The border between the two parts, completely artificial, from the Italian border (southern slopes of the Julian Alps) to Slovenia of the Ziri pass, ran eastwards, staying at 15 ÷ 20 km. from the Sava valley, while to the east and south the border remained in general lines that of the Drau banat. Three districts of the Drava banat had passed entirely to Italy (Kočevje, Novo Mesto and Černomelj), while of the other four, divided with Germany, Longatico had lost only a small portion of territory, Ljubljana had been aggregated to Italy for the three quarters, Krško almost half and Litija a third. It was therefore necessary to create more homogeneous units, dividing the new province into 5 districts: Longatico (sq. Km. 560), Kočevje (sq. Km. 1064) and Čeernomelj (sq. Km. 664), which remained almost unchanged, while the district of Ljubljana (decreased by the part passed to Germany) was integrated with the southern portion of the district of Litija (sq. km. 964), and that of Novo Mesto with a portion of that of Krško (sq. km. 1288). The province was further divided into 95 municipalities. Its territory was mainly made up of hills and karst shelves with an uncertain surface hydrography, alternating with valley bottoms, and constituted an eminently wooded and agricultural region. Although it became an Italian province, a special arrangement was envisaged for Ljubljana, which recognized the Slovenian character of the populations. The powers were not exercised in it by a prefect, but by a high commissioner (based in Ljubljana, pop. 79,000), assisted by a council, appointed according to corporate principles, by the producing and working class of the Slovenian population. Other regulations concerned military service, which was not compulsory, and the teaching of Slovenian, which was taught in all elementary schools. It was also provided that the official documents be drawn up in Italian and Slovenian.

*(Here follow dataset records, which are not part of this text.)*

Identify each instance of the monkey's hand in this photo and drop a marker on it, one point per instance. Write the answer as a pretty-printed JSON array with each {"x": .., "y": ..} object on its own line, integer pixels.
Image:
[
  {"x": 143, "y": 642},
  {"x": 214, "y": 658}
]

The Germans immediately showed that they wanted to proceed with a radical Germanization of the area assigned to them, resuming the work they had already done in the past and which had undergone a stop, indeed a regression, in the last days of the Habsburg Empire and after the collapse of it. Heading to the centers of Marburg, Pettau, Cilli and Assling, where they had their propaganda centers of the so-called Kulturbund, formed the two provinces of southern Styria (under the Gauleiter Siegfried Ueberreiter) and southern Carinthia (Gauleiter Friedrich Rainer, later tried and executed by Tito in the summer of 1947). In the area annexed to Italy, the first high commissioner was Emilio Grazioli, former federal secretary of Trieste; many Slovenes from the German area flocked to it, attracted by the relative linguistic and administrative autonomy granted. Nonetheless, public opinion was remarkably bewildered; the people, Catholic and linked to the traditional popular party of Msgr. Korošec, followed the directives of the bishop of Ljubljana Rozman (saved after the collapse at the bishop of Klagenfurt), who adapted to collaborate with the fascist authorities. By its influence, belogard. In the German part the gen. Yugoslav Rupnik (tried and executed by Tito in 1947), created the so-called domobranci militia in collaboration with the Germans.